I don’t know many of the people I follow on Twitter, so oftentimes I feel I’m tweeting into a vast abyss with no guarantees that anyone will see – let alone care about – what I wrote. So the occasional response I get is hugely gratifying.

Wouldn’t we love to give that gratification to our fellow tweeps? Oh, good.

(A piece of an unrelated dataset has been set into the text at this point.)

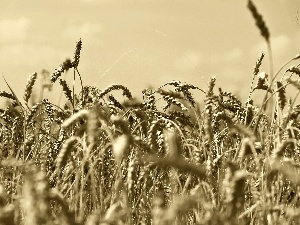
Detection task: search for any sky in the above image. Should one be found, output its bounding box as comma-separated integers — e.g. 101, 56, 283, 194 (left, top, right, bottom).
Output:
0, 0, 300, 105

Day 9: Respond to at least three people on Twitter

So, I hopped on Twitter and wrote back to the first three posts I saw:

@DannyManus Lazy Saturday takes on a whole new meaning when it’s doctor ordered.
@cortneywrites Did it ruin it for you?

@WritersDigest Writing retreat on the Greek isle of Ithaca this summer
@cortneywrites *drooling*

@ASouthernYankee Today I discovered that if you argue with the groceries in your shopping cart, the checkout line magically clears.
@cortneywrites Nice

There they are. My responses. Tweeted them right out into the abyss. No acknowledgment of said tweets has been made in the last 13 minutes, but that’s okay. You know, my readers. You know it all.

If it were easy to build a platform, everyone would do it. At least I have 94 followers, even if they don’t always read my tweets. I guess that is the reason we keep writing… so we have something to engage readers with once we’ve pulled them all together.